Judge Shawn Bratton, Gwinnett County State Court (Photo: John Disney/ALM) Judge Shawn Bratton, Gwinnett County State Court (Photo: John Disney/ALM)

Gwinnett County State Court Judge Shawn Bratton has denied Ford Motor Co.’s demand that he recuse himself from presiding over future litigation in a highly contentious roof crush product liability case that ended in a mistrial April 6.

Ford lawyers took steps Tuesday to appeal the order.

Bratton declared the mistrial after lawyers on both sides requested it, accusing each other of violating court rulings. Less than a week later, on April 12, Ford asked for a new judge in the next round, accusing Bratton of “one-sided rulings,” “abdicating judicial responsibility” and “refusal to at least admonish” opposing counsel for allegedly improper conduct.

“Deep into a trial involving automotive products-liability claims stemming from the tragic deaths of Melvin Hill and Voncile Hill in a rollover accident, the Honorable Shawn F. Bratton crossed a line,” Ford’s motion to recuse said in the opening line. Ford alleged that Bratton “openly assumed the role” of adviser and ally to the other side.
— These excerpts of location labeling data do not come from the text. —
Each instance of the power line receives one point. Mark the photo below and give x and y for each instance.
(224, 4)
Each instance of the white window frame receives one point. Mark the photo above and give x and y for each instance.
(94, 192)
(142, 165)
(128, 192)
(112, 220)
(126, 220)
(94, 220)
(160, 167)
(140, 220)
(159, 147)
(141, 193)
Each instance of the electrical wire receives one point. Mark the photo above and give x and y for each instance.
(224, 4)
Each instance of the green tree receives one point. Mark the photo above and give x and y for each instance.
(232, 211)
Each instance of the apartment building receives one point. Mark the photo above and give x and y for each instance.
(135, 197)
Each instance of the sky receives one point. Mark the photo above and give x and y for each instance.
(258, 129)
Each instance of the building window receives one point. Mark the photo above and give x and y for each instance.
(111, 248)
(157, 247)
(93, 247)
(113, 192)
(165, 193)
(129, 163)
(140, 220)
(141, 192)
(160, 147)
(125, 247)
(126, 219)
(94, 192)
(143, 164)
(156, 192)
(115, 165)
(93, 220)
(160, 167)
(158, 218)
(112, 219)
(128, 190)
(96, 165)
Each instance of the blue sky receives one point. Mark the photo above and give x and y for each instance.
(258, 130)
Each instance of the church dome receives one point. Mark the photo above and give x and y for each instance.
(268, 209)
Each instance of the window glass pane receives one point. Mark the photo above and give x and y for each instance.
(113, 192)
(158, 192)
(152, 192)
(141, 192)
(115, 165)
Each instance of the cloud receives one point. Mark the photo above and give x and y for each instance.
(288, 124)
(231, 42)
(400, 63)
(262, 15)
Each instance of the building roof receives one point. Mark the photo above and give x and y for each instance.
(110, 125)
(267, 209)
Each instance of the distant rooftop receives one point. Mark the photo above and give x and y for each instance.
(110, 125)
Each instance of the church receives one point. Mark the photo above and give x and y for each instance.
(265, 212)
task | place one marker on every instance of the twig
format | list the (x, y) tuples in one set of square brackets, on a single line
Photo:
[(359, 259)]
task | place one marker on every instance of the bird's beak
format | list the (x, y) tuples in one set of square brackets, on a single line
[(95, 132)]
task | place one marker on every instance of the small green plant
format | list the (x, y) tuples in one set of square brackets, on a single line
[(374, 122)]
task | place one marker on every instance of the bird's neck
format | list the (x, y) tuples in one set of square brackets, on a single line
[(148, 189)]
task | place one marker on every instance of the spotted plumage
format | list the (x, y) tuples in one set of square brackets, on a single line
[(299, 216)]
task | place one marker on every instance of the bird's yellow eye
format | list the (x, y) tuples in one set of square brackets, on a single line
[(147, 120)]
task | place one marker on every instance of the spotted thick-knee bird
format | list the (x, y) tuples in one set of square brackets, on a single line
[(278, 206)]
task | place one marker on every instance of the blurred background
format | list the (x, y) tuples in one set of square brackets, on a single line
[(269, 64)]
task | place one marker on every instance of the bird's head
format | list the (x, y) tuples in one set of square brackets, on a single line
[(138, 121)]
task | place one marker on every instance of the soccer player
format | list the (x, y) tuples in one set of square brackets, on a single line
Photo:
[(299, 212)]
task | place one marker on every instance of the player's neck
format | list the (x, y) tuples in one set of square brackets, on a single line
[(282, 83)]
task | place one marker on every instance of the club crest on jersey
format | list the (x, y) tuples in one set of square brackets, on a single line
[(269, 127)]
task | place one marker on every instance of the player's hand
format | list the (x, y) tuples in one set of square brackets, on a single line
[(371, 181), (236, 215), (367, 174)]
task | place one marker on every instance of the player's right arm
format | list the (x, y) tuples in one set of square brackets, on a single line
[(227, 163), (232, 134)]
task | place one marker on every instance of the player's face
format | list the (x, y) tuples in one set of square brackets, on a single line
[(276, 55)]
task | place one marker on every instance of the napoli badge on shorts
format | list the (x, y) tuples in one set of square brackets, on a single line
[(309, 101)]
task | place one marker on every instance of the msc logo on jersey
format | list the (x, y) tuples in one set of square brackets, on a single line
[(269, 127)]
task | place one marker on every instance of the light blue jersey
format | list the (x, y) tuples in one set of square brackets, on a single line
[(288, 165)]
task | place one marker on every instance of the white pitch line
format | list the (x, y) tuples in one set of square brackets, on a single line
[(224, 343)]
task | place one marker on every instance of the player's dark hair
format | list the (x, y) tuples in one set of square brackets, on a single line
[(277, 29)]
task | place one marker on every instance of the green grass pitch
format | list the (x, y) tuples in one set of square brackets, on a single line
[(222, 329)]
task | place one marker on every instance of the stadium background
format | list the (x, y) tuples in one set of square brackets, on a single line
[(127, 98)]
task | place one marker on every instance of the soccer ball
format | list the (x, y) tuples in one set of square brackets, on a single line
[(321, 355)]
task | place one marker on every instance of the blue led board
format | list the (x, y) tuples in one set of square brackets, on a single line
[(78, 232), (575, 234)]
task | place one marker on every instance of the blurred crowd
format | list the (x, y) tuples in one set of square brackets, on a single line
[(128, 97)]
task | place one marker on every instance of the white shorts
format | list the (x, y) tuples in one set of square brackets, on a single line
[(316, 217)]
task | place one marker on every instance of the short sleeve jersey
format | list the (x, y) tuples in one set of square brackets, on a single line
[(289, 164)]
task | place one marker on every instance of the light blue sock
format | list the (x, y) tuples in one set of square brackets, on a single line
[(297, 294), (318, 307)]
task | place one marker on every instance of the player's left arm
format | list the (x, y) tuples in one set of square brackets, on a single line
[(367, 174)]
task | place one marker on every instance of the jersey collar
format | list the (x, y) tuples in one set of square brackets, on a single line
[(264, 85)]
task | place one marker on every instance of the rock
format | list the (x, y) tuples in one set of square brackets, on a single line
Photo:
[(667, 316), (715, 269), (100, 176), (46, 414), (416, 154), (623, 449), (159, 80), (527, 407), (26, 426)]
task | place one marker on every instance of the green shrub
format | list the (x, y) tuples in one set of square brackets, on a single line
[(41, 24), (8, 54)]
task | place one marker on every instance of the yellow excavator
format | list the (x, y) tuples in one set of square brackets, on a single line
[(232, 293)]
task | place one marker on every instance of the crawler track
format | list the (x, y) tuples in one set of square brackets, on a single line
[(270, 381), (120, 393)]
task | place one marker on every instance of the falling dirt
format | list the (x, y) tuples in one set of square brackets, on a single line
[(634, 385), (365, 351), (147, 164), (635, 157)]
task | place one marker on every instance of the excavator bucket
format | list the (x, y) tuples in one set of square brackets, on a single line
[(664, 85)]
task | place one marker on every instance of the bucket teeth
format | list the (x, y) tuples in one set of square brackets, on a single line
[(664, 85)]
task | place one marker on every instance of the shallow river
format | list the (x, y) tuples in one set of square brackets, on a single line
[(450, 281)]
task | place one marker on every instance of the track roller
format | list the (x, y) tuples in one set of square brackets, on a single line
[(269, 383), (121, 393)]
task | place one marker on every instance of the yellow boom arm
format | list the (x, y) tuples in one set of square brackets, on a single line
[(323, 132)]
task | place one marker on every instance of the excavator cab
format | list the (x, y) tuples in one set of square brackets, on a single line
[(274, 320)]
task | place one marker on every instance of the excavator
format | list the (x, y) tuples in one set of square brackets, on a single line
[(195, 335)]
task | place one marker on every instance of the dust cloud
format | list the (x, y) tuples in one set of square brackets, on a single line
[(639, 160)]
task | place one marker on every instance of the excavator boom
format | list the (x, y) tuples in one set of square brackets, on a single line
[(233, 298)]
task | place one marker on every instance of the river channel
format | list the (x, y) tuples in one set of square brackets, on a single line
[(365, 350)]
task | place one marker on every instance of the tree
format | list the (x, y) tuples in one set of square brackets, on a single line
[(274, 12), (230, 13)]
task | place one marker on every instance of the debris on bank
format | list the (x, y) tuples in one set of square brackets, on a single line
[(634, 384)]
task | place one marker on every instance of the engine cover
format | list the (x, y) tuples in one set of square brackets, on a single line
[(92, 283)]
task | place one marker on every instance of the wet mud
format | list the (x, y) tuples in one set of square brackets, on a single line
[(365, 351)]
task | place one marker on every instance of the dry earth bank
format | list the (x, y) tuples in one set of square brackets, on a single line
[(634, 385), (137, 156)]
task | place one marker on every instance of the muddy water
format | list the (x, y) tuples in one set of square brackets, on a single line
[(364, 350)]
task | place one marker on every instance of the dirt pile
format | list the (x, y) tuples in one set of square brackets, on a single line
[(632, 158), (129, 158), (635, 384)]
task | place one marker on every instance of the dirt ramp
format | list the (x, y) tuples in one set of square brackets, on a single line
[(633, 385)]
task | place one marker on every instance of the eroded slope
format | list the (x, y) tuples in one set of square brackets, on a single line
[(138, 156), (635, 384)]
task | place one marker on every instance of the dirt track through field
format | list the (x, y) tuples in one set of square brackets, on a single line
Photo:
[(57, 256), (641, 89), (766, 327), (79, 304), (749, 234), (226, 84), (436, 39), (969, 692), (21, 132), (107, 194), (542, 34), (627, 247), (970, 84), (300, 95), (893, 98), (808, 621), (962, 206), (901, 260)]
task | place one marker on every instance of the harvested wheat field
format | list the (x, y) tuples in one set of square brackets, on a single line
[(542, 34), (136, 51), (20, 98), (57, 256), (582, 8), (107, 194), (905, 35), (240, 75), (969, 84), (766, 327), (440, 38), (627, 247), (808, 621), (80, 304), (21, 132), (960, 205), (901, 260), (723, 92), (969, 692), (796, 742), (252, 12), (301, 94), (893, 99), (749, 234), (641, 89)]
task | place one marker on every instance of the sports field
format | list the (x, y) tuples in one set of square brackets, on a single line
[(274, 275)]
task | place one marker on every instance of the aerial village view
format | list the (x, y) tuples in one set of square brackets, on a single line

Kim and Adam Hill, the surviving sons of Melvin and Voncile Hill, filed the lawsuit alleging their parents died because their F-250 pickup roof was weak and crushed them in a rollover caused by a tire failure. Ford’s lawyers have defended the roof and pointed to other factors as the cause of death, including the number of times the truck rolled.

Bratton issued a two-page order dated June 6 denying Ford’s recusal motion. Bratton said Ford “complained of numerous factual and legal rulings” made during and before the doomed three-week trial.

Under Georgia law, “judicial rulings adverse to a party are not disqualifying,” Bratton wrote. “The alleged bias must stem from an extra-judicial source and result in an opinion based on something other than what the judge learned from participating in the case.”

Bratton said his review of the case found “nothing to show bias stemming from an extra-judicial source.”

Bratton also cited the Code of Judicial Conduct in ruling that he found no legally sufficient grounds to show “a reasonable person might conclude that the judge harbors a bias, stemming from an extra-judicial source, which is of such a nature and intensity that it would impede the exercise of impartial judgment.”

Ford’s lead counsel is D. Alan Thomas of Huie Fernambucq & Stewart in Birmingham, Alabama, working with Paul Malek of his firm. Their team includes Michael Eady of Thompson Coe Cousins & Irons of Austin, Texas. Their Atlanta lawyers are Michael Boorman and Philip Henderson of Huff, Powell & Bailey.

Eady sent Bratton a letter Tuesday asking the judge to sign a certificate of immediate review. “because of the importance” of the decision to the case.

“If the court’s ruling is erroneous, it will lead to a retrial of this litigation—a costly drain on the time and resources of the parties, the court, and the prospective jurors,” Eady wrote.

The Hills’ lead counsel is Jim Butler of Butler Wooten & Peak of Columbus and Atlanta. Butler’s legal team includes Gerald Davidson Jr. of Mahaffey Pickens Tucker in Lawrenceville; Brandon Peak, David Rohwedder, Christopher McDaniel and Ramsey Prather of Butler Wooten; and Michael Gray of Walker, Hulbert, Gray & Moore in Perry. The Hill lawyers argued against Ford’s motion to recuse Bratton.

“Ford knew its recusal motion was legally baseless—its lawyers can read the law,” Butler said in an email Tuesday. “That motion was filed solely to try to keep the judge from imposing the sanctions. … I cannot imagine any judge would fall for that.”

The case is Hill v. Ford, No. 16 C 04179-2.